Here's my code
这是我的代码
PCollection<MyProto> pCollection = p.apply(TextIO.Read.from(
"gs://my_bucket/*")
.withCoder(Proto2Coder.of(MyProto.class)));
but this fails with the error
但这失败了,错误
Caused by: com.google.protobuf.InvalidProtocolBufferException: Protocol message contained an invalid tag (zero).
The file when downloaded locally parses fine.
本地下载的文件解析得很好。
I've also tried to do the same thing by using a StringUtf8Coder and ByteArrayCoder, but no dice.
我也尝试使用StringUtf8Coder和ByteArrayCoder做同样的事情,但没有骰子。
any help? Should I not be using TextIO? What other options do I have?
任何帮助?我不应该使用TextIO吗?我还有其他选择吗?
1 个解决方案
#1
3
TextIO splits the file into lines and applies the coder to each line. Naturally, that doesn't work well with formats that are not line-based. I suppose that your files contain a single serialized proto each, correct? In that case you have 2 options:
TextIO将文件拆分为行并将编码器应用于每一行。当然,这不适用于非基于行的格式。我想你的文件每个包含一个序列化的proto,对吗?在这种情况下,您有两个选择:
- Create your own Source and Reader classes (see generic documentation on creating sources and sinks) by subclassing FileBasedFormat.
- 通过继承FileBasedFormat,创建自己的Source和Reader类(请参阅有关创建源和接收器的通用文档)。

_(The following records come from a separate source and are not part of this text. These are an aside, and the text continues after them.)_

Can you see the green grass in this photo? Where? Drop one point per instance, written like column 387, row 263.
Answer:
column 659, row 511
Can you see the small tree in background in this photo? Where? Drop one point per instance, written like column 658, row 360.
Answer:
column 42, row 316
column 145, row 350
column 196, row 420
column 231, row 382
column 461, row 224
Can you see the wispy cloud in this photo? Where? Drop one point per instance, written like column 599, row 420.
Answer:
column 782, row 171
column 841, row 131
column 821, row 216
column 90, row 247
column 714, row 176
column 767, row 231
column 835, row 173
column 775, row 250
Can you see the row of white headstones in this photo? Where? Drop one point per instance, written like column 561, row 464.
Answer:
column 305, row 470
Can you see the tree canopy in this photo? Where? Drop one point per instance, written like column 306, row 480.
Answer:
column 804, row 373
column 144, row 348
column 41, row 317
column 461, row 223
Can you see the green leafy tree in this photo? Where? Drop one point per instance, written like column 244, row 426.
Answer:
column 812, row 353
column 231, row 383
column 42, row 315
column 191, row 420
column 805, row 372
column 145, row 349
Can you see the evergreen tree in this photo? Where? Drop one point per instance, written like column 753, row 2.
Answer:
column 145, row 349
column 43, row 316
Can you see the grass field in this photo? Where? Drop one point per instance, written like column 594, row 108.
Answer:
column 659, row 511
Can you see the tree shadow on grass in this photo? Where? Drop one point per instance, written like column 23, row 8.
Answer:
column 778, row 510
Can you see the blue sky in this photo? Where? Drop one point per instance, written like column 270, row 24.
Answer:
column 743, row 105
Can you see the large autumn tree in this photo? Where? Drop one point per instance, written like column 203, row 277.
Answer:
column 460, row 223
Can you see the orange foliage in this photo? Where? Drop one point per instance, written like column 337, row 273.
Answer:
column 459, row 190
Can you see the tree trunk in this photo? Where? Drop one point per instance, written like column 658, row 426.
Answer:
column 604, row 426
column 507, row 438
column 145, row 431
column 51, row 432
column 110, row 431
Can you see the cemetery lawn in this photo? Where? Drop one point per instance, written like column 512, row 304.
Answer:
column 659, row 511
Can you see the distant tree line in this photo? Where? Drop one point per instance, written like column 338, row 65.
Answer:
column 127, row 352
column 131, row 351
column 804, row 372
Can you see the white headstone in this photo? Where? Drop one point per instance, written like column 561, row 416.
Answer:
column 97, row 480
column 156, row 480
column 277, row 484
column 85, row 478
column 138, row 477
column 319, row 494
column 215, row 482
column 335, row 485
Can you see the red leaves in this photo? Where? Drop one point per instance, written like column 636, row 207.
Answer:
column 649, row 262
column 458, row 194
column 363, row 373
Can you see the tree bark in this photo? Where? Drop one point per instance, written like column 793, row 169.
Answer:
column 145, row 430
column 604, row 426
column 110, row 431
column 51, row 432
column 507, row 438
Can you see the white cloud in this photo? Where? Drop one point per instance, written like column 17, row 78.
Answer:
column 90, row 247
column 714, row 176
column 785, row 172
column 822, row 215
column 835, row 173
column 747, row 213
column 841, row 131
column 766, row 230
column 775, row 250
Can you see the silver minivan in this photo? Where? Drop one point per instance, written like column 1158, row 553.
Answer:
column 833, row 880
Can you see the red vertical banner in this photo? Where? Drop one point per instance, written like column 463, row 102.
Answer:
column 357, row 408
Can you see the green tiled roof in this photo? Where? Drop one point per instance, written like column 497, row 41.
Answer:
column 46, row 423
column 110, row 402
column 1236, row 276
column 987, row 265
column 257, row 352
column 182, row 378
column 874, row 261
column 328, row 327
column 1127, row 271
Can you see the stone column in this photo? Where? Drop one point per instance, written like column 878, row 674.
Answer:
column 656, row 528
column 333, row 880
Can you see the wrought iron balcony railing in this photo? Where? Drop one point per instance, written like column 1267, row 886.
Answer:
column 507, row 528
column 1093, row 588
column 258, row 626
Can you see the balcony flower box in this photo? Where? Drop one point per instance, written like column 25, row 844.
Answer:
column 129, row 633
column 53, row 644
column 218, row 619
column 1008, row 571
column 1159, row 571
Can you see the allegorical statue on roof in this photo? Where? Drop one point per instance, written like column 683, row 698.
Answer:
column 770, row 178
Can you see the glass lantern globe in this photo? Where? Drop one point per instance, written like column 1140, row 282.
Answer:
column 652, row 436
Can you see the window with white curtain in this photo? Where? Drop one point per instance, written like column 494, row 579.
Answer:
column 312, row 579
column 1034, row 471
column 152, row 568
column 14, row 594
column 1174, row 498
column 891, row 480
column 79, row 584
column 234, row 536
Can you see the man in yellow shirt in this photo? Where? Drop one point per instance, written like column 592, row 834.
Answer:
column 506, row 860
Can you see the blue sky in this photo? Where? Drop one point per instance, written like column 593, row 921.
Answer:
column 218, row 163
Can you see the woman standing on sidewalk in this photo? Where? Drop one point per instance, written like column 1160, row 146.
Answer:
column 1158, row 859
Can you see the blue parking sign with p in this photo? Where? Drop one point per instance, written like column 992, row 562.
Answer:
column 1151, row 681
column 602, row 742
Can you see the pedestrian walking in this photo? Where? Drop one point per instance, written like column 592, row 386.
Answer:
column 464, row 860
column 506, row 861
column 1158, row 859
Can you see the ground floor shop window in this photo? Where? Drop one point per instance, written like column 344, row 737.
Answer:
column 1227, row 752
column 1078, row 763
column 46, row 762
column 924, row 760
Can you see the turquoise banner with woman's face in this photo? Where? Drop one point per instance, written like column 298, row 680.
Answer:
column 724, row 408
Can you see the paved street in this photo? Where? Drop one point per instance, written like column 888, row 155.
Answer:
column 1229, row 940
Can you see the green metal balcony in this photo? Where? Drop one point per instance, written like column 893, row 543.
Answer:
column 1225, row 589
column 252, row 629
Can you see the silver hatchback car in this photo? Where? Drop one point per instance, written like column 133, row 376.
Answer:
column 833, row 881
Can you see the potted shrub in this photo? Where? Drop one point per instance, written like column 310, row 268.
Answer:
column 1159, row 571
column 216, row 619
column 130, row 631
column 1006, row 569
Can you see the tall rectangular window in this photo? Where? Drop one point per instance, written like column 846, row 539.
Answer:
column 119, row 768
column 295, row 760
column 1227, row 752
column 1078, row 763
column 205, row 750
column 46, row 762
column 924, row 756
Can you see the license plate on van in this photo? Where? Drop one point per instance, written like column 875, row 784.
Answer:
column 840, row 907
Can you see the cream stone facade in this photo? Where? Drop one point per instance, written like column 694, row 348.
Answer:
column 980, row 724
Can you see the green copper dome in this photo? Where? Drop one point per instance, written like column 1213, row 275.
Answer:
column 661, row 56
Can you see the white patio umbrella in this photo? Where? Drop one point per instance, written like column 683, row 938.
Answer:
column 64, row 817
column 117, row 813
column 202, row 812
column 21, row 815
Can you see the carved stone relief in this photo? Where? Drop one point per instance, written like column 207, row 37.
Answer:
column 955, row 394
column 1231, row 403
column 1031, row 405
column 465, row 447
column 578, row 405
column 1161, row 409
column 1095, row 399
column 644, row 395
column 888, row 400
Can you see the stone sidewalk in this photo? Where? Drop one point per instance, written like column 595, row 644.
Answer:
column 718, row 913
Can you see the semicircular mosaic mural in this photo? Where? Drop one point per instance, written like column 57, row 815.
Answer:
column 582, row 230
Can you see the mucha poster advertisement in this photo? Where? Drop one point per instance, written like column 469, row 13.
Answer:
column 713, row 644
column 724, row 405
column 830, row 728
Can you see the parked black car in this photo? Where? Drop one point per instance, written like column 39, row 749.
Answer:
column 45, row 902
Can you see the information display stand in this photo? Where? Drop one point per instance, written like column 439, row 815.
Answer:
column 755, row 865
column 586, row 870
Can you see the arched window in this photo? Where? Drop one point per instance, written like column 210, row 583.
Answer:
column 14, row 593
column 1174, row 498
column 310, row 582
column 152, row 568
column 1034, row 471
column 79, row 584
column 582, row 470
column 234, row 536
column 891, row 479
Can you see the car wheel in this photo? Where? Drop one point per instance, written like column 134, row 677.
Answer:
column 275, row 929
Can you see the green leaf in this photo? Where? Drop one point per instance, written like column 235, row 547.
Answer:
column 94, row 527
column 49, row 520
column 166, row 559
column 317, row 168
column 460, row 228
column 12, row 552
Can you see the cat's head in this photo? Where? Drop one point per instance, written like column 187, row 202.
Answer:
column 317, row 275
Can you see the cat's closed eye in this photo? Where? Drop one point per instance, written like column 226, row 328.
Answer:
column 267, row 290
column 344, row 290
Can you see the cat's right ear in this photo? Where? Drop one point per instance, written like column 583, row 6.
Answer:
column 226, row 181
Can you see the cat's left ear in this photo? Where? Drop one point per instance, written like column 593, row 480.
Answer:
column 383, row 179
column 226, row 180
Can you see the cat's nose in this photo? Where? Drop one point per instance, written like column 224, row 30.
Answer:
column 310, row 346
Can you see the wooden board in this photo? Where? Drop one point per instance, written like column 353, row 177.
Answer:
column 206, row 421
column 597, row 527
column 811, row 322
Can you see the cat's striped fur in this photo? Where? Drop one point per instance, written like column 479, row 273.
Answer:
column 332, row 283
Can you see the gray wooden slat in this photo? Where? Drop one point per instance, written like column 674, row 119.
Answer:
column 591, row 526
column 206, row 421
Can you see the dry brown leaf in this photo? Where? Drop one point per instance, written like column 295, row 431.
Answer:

- Treat the act of processing all your files as a ParDo - create an in-memory PCollection containing the filenames to process (using
Create.of()
) and pipe it through a ParDo that takes a filename and parses the file as a protobuf; then pipe to the rest of your pipeline. - 将处理所有文件的行为视为ParDo - 创建一个内存中的PCollection,其中包含要处理的文件名(使用Create.of())并通过ParDo传递它,该ParDo采用文件名并将文件解析为protobuf;然后管道到你的管道的其余部分。
The second is easier but the first will work better if you have really a lot of files.
第二个更容易,但如果你真的有很多文件,第一个会更好。
#1
3
TextIO splits the file into lines and applies the coder to each line. Naturally, that doesn't work well with formats that are not line-based. I suppose that your files contain a single serialized proto each, correct? In that case you have 2 options:
TextIO将文件拆分为行并将编码器应用于每一行。当然,这不适用于非基于行的格式。我想你的文件每个包含一个序列化的proto,对吗?在这种情况下,您有两个选择:
- Create your own Source and Reader classes (see generic documentation on creating sources and sinks) by subclassing FileBasedFormat.
- 通过继承FileBasedFormat,创建自己的Source和Reader类(请参阅有关创建源和接收器的通用文档)。
- Treat the act of processing all your files as a ParDo - create an in-memory PCollection containing the filenames to process (using
Create.of()
) and pipe it through a ParDo that takes a filename and parses the file as a protobuf; then pipe to the rest of your pipeline. - 将处理所有文件的行为视为ParDo - 创建一个内存中的PCollection,其中包含要处理的文件名(使用Create.of())并通过ParDo传递它,该ParDo采用文件名并将文件解析为protobuf;然后管道到你的管道的其余部分。
The second is easier but the first will work better if you have really a lot of files.
第二个更容易,但如果你真的有很多文件,第一个会更好。